听见这声音,封砚辞都不用抬眼去看,就知道来的人是霍霖。
霍霖和他以前是很好的兄弟,就像他和商景行那样,关系很铁,那时候两人经常被放在一起做比较。
整个京城,能和封砚辞这样的传奇人物放在一起做比较的可不多。
圈子里有句老话传的远——有才华的人都古怪。
霍霖就是个闷葫芦,那种闷在警察这个职业的加持下,极具压迫感。
而封砚辞和他性子不一样,不闷,但冷,冷到哪怕就是什么都不做,光是站在那里就能让人感觉到凉薄。
截然不同的性子,两人却又偏偏对彼此的脾气,从穿开裆裤的时候就混在一起,多年的交心,也是能把后背交给对方的交情。
不过后来,出了一档子什么事,两人就闹僵了。
自从封砚辞改名换姓去往海城扮猪吃虎后,就彻底断了联系。
当年的误会也一直没有解开。
所以,医院相见的那一面,两人堪比陌生人。
霍霖了解封砚辞的习性,他以为自己这番赤裸裸的嘲讽,会惹得封砚辞动怒,说不定还能当场和他起冲突,正好挫一挫这位风头正劲的酆家掌权人的锐气。

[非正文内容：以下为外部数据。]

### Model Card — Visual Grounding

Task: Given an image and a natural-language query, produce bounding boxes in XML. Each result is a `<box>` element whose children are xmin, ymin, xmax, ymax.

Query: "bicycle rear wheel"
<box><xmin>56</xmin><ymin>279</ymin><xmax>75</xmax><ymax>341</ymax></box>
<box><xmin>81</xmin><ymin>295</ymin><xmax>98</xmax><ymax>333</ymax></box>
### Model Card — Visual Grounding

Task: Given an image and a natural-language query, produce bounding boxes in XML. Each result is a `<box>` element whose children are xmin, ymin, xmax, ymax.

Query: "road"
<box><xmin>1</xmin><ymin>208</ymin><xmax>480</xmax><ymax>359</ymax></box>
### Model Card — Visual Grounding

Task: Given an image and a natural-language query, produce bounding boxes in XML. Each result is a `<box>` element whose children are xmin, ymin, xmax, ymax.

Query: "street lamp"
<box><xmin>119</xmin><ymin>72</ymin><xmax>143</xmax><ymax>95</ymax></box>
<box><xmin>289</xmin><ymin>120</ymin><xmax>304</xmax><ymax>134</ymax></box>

可他却看到封砚辞连眼皮都没抬一下,一直保持着那个姿势,没有任何反应和回应。
那种一拳头打在棉花上的感觉油然而生。
要不是受商景行所托,他才懒得管他。
霍霖走过去,拿起了吧台上的矿泉水,拧开,对着他的头浇了下去。
冰凉的水顺着额发往下淌,顺着下颌线滑进衣领里,洇透了贴身的黑色衬衫,贴在肌理分明的胸膛上。
封砚辞这才终于抬了眼,黑眸沉沉的,像积了百年不化的寒雾,直勾勾看向霍霖。
霍霖捏着空了的矿泉水瓶,喉间滚出一声嗤笑:“怎么,这下清醒了?当年你一声不吭走的时候,可不是这副半死不活的样子。”
封砚辞抬手抹了一把脸上的水,水珠顺着指缝滴在吧台深色的桌面上,砸开了一小片湿痕。
他情绪没有很怒,但声音有些哑:“你找我干什么。”
“我找你干什么?”
霍霖把空了的瓶子丢在了吧台上,发出咚的一声闷响。